Oireachtas Joint and Select Committees

Wednesday, 18 January 2017

Joint Oireachtas Committee on the Future Funding of Domestic Water Services

Department of Housing, Planning, Community and Local Government, and Department of Finance

1:30 pm

Mr. John McCarthy:

Mr. Hegarty is from the economic side of the Department and Mr. Culhane is with our statistical unit. I circulated a very short presentation to members. The first slide sets out the background, outlining the rationale for trying to classify Irish Water as off-balance sheet. As members are familiar with this, I do not need to go into it in any great detail. The next slide shows that in July 2015 EUROSTAT took the decision that, for various reasons - the market test, the capping of fees and so forth - Irish Water should be classified within the general Government sector.

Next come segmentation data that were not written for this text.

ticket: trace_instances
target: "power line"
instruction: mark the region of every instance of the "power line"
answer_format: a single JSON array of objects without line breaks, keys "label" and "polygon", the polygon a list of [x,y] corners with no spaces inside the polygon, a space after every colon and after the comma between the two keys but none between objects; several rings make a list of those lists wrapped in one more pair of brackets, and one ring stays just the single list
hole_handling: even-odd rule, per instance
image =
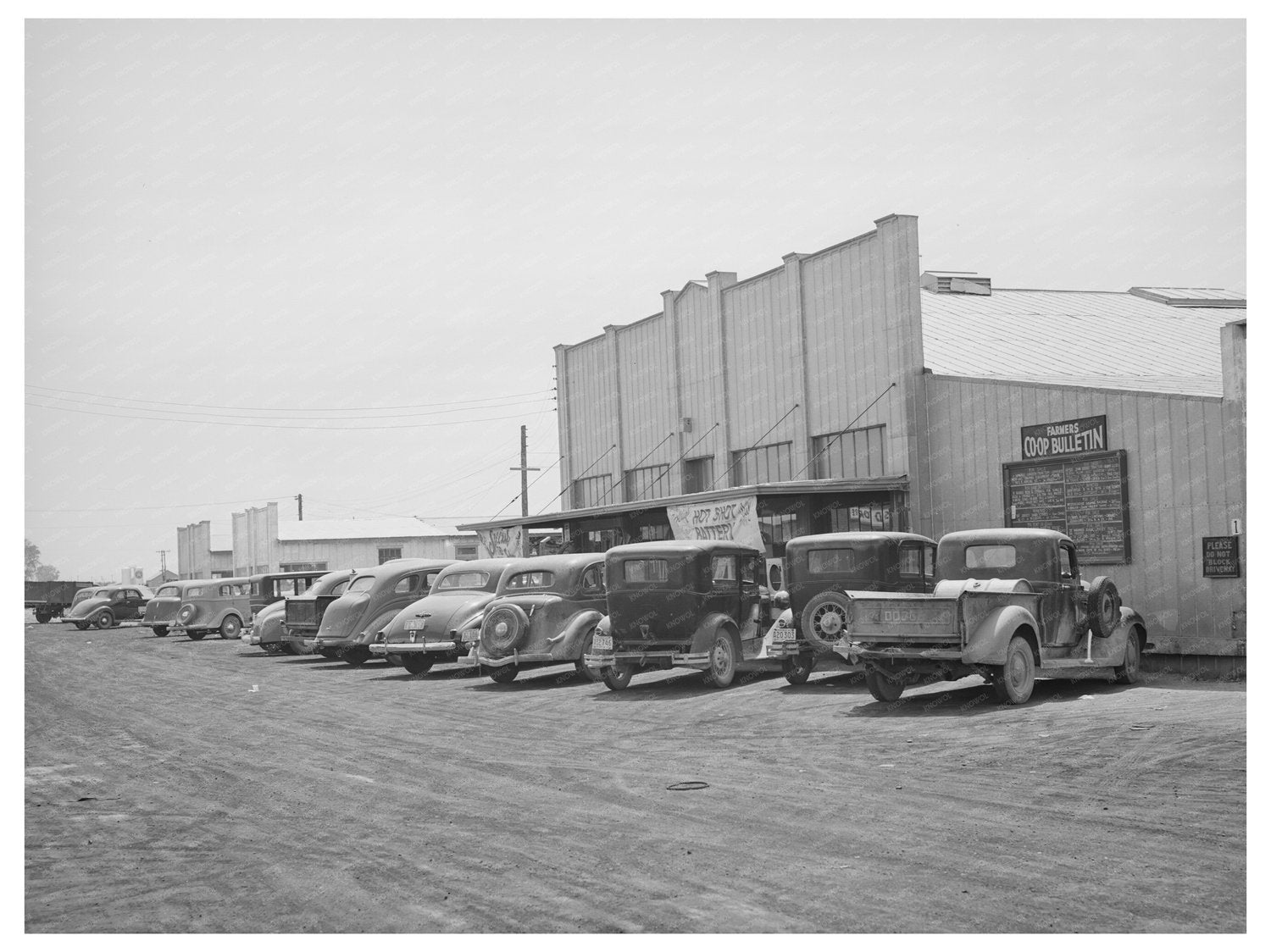
[{"label": "power line", "polygon": [[[515,397],[534,397],[535,394],[550,394],[553,390],[529,390],[526,393],[510,393],[501,394],[498,397],[473,397],[468,400],[450,400],[442,403],[407,403],[394,407],[226,407],[215,403],[178,403],[175,400],[147,400],[141,397],[108,397],[105,394],[88,393],[86,390],[60,390],[55,386],[41,386],[39,384],[25,384],[28,388],[36,390],[50,390],[52,393],[72,393],[80,397],[97,397],[103,400],[127,400],[131,403],[158,403],[165,407],[201,407],[203,409],[247,409],[247,411],[261,411],[261,412],[273,412],[278,411],[282,413],[339,413],[339,412],[353,412],[353,411],[380,411],[380,409],[423,409],[428,407],[455,407],[460,403],[483,403],[488,400],[510,400]],[[39,394],[32,394],[32,397],[38,397]],[[64,398],[57,398],[64,399]],[[79,400],[83,403],[83,400]],[[123,409],[145,409],[144,407],[128,407]],[[472,409],[482,409],[482,407],[472,407]]]}]

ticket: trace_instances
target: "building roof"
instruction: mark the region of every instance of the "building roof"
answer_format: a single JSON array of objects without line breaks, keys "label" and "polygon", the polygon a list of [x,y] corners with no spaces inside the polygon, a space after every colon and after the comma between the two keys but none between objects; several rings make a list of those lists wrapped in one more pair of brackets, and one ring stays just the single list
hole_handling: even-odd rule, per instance
[{"label": "building roof", "polygon": [[[923,352],[933,374],[1065,386],[1223,395],[1220,328],[1244,316],[1243,299],[1218,289],[991,295],[924,290]],[[1168,292],[1168,294],[1166,294]]]},{"label": "building roof", "polygon": [[437,539],[472,535],[441,529],[418,519],[305,519],[278,520],[278,541],[318,541],[325,539]]}]

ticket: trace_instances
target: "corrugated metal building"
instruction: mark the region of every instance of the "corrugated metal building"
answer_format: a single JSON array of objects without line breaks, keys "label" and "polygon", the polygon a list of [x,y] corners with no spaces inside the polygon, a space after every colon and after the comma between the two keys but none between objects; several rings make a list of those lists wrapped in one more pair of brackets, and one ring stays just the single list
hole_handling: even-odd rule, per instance
[{"label": "corrugated metal building", "polygon": [[779,557],[831,529],[1055,526],[1158,651],[1243,655],[1243,296],[995,289],[921,272],[915,216],[874,224],[558,346],[568,511],[460,527],[746,531]]}]

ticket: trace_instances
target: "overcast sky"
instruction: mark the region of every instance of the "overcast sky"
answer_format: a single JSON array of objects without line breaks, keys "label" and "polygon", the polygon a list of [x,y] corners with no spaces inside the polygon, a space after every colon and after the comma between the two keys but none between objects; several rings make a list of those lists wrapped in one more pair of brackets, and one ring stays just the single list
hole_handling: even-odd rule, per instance
[{"label": "overcast sky", "polygon": [[891,212],[998,287],[1243,291],[1244,71],[1237,20],[28,22],[27,536],[491,517],[553,344]]}]

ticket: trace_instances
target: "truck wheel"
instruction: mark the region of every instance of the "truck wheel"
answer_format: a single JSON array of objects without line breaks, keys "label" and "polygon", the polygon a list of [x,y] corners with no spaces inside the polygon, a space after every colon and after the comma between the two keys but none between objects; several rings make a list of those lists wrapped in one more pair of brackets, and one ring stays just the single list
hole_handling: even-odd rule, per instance
[{"label": "truck wheel", "polygon": [[716,632],[710,644],[710,667],[707,669],[707,684],[713,688],[727,688],[737,675],[737,646],[727,628]]},{"label": "truck wheel", "polygon": [[1007,663],[1002,666],[1002,674],[993,680],[998,700],[1004,704],[1023,704],[1032,697],[1035,675],[1032,647],[1017,634],[1007,646]]},{"label": "truck wheel", "polygon": [[[391,655],[389,655],[388,657],[391,657]],[[425,671],[432,667],[432,658],[430,658],[427,655],[403,655],[402,667],[404,667],[413,675],[422,675]]]},{"label": "truck wheel", "polygon": [[371,649],[365,644],[350,644],[344,648],[344,653],[341,657],[344,658],[346,665],[357,667],[371,660]]},{"label": "truck wheel", "polygon": [[782,661],[782,674],[791,684],[807,684],[807,676],[816,667],[816,655],[799,655]]},{"label": "truck wheel", "polygon": [[869,694],[873,695],[874,700],[882,700],[888,704],[894,700],[900,700],[900,695],[905,693],[904,681],[894,681],[887,675],[872,667],[866,669],[866,688],[869,689]]},{"label": "truck wheel", "polygon": [[1107,576],[1099,576],[1091,583],[1085,596],[1085,616],[1096,638],[1107,638],[1121,620],[1121,592]]},{"label": "truck wheel", "polygon": [[489,680],[494,684],[511,684],[520,672],[521,670],[516,665],[503,665],[502,667],[492,667],[486,671],[489,675]]},{"label": "truck wheel", "polygon": [[1117,684],[1139,683],[1139,629],[1131,628],[1125,639],[1125,661],[1112,669]]},{"label": "truck wheel", "polygon": [[632,683],[632,675],[636,674],[636,669],[630,665],[610,665],[602,669],[602,671],[604,674],[600,675],[600,680],[611,691],[627,690],[627,686]]},{"label": "truck wheel", "polygon": [[852,616],[852,602],[839,592],[821,592],[803,609],[799,618],[803,637],[820,648],[839,641]]}]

It is fair to say that it is unlikely, at least in the short term, that there would be any change to that classification. In this sense, the role of the Department of Finance is twofold: we are responsible for fiscal planning over the short and medium terms - and, to an extent, the long term also - and for taxation policy. From a fiscal planning perspective, the revenue and receipts from Irish Water are included in our latest medium term fiscal projections which were published alongside budget 2017. What would be the fiscal impact should a decision be made to abolish domestic water charges? I have set out our projections on slide 5 for the general Government balance over the period 2017-2021. The actual general Government balance includes approximately 0.1% of gross domestic product, GDP, per annum in the form of additional revenue from domestic tariffs. Members can see what the general Government balance would be if these domestic charges were abolished. The deficit in 2017 and 2018 would be zero percentage points worse and the surplus from 2020 and 2021 would be approximately zero percentage points of GDP lower than we have assumed.

I refer to what this means in respect of the fiscal rules, which members are aware are legally binding. We had a referendum on this in 2012 and we have our European requirements also. We corrected the excessive deficit and it was brought below 3% of gross domestic product, GDP, in 2015. We moved out of the so-called corrective arm of the Stability and Growth Pact and are now in the so-called preventive arm, which operates on the principle that prevention is better than cure.

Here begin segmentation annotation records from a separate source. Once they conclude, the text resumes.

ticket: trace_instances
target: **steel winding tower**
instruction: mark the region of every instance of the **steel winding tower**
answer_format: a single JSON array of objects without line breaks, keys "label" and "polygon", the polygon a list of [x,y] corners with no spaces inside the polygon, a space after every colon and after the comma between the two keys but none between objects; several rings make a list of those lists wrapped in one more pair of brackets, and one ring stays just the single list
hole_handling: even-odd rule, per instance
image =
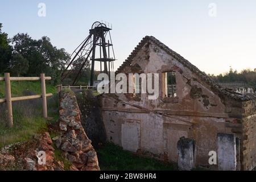
[{"label": "steel winding tower", "polygon": [[[113,61],[115,58],[110,32],[112,29],[112,26],[100,22],[93,24],[89,36],[72,53],[71,61],[66,63],[67,67],[61,75],[61,81],[71,72],[75,72],[76,76],[73,81],[73,85],[75,85],[91,63],[90,84],[93,86],[95,61],[100,62],[101,73],[102,72],[102,63],[104,73],[109,76],[110,71],[114,71]],[[107,39],[108,42],[106,41]]]}]

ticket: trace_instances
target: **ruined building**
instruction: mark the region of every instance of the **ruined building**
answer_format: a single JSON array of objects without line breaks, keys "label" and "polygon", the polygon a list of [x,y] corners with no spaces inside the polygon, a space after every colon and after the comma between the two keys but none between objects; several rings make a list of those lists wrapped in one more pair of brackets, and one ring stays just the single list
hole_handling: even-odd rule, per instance
[{"label": "ruined building", "polygon": [[109,141],[177,163],[182,148],[178,141],[183,136],[195,144],[193,165],[209,166],[213,151],[219,169],[255,167],[255,98],[215,84],[152,36],[141,40],[118,73],[159,73],[159,96],[150,100],[147,94],[103,94],[102,114]]}]

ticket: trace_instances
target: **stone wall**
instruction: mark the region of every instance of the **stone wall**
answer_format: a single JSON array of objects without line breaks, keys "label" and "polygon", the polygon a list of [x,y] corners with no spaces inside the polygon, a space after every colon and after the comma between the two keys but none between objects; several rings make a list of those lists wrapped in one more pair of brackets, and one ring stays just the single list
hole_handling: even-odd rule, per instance
[{"label": "stone wall", "polygon": [[82,126],[80,111],[72,91],[60,92],[59,113],[60,133],[53,139],[57,147],[79,170],[100,170],[96,152]]},{"label": "stone wall", "polygon": [[242,168],[251,170],[256,167],[256,112],[255,101],[243,103]]},{"label": "stone wall", "polygon": [[106,141],[106,131],[101,118],[100,99],[92,90],[82,92],[77,95],[81,113],[82,125],[94,147]]},{"label": "stone wall", "polygon": [[[166,46],[145,39],[149,40],[142,40],[116,73],[159,73],[159,97],[104,94],[102,114],[108,140],[127,150],[177,162],[179,139],[191,138],[196,141],[196,164],[203,166],[209,166],[209,152],[217,151],[218,133],[234,135],[241,142],[237,150],[244,150],[243,118],[255,111],[251,98],[221,88]],[[162,73],[170,71],[176,73],[177,97],[167,99]],[[243,153],[237,154],[240,166]]]}]

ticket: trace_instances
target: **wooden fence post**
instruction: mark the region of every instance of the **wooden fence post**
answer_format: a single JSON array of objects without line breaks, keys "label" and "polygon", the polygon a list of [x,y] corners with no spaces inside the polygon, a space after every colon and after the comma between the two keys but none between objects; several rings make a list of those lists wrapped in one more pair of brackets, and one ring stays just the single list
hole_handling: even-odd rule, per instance
[{"label": "wooden fence post", "polygon": [[43,116],[47,118],[47,101],[46,100],[46,79],[44,73],[41,73],[41,89],[43,102]]},{"label": "wooden fence post", "polygon": [[10,127],[13,126],[13,107],[11,106],[11,80],[10,79],[10,73],[5,73],[5,98],[6,100],[6,107],[8,111],[8,126]]}]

The preventive arm sets targets for both the general government deficit and for general government debt. What does this require? It is government policy that we eliminate the structural deficit by 2018. That is the deficit that would apply if one removed cyclical factors on both the revenue and expenditure sides. On the basis of the projections in the budget, we will just about achieve that by 2018. We are also required to reduce the general government debt to GDP ratio at a sufficient pace, namely to reduce the difference between the actual debt and 60% by five percentage points per annum.

The Irish Water business plan was agreed in October 2015 by the Government and it sets out its expenditure over the period. It, of course, requires a revenue stream to fund this. If water charges were to be abolished, a key question from the Department's perspective is whether taxation would be the appropriate mechanism to actually fund a public utility. We do not fund electricity or gas through taxation, even though they are public utilities. There is also the issue of the user pays principle. From an economic perspective - I must stress I am not going into policy which is a matter for the Government - there would be reservations about this.

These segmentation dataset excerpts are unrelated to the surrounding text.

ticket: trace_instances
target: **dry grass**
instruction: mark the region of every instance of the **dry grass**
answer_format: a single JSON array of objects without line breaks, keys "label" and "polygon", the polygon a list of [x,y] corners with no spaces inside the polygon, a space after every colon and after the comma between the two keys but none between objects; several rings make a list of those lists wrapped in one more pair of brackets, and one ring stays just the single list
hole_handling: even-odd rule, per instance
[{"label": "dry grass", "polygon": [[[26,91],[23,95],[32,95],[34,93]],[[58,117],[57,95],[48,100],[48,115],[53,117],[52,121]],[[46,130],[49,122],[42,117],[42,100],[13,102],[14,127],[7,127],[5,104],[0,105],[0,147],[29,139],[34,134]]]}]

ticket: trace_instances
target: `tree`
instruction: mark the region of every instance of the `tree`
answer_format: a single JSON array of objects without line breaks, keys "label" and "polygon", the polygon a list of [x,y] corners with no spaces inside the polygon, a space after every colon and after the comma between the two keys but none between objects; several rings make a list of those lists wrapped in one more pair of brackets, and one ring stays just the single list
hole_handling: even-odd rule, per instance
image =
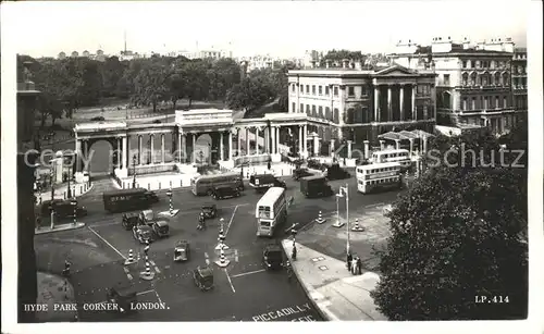
[{"label": "tree", "polygon": [[263,106],[274,97],[273,90],[264,81],[245,78],[228,90],[226,104],[234,110],[251,111]]},{"label": "tree", "polygon": [[[483,160],[473,164],[467,157],[470,163],[455,166],[461,145]],[[428,160],[426,172],[388,214],[392,236],[378,251],[382,280],[372,293],[379,310],[391,320],[523,319],[527,169],[509,168],[509,154],[506,166],[484,166],[500,150],[487,134],[440,136],[430,148],[441,157],[450,150],[449,165]]]}]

What does economics tell us about the taxation impact? If water was to be funded from general taxation, we can look at Adam Smith's kinds of taxation. There will be a pool of taxation which might have to be increased to fund this particular revenue stream. Which particular tax head would be targeted? We all know taxes are distortionary and have an impact on economic activity. The insights of the OECD, the Organisation for Economic Co-operation and Development, are relevant in this perspective. The OECD sets out various scenarios on which taxes are the most damaging to an economy in terms of labour market impact, competitiveness and so forth. Equity would be another consideration that would need to be borne in mind. The incidence of the tax also needs to be considered. Who actually pays would be crucial. The final canon is that the overall administrative cost of tax should be low relative to the yield. It does not make sense to introduce a tax in which administrative costs are high if the yield is relatively low.

On the ring-fencing of tax revenue for particular expenditure, what is involved is tax revenue that amounts to 0.1% of GDP. There are questions as to whether it would be appropriate to put in place a new and potentially expensive tax infrastructure when the yield is potentially relatively low. I use the word "relatively" importantly here. With respect to hypothecation, in the past there has been a long-standing principle that expenditure is funded from the general tax pool. Hypothecation would essentially mean that the hands of government are tied. In some respect, it would not be able to remove or reallocate revenue from a particular area as new priorities develop.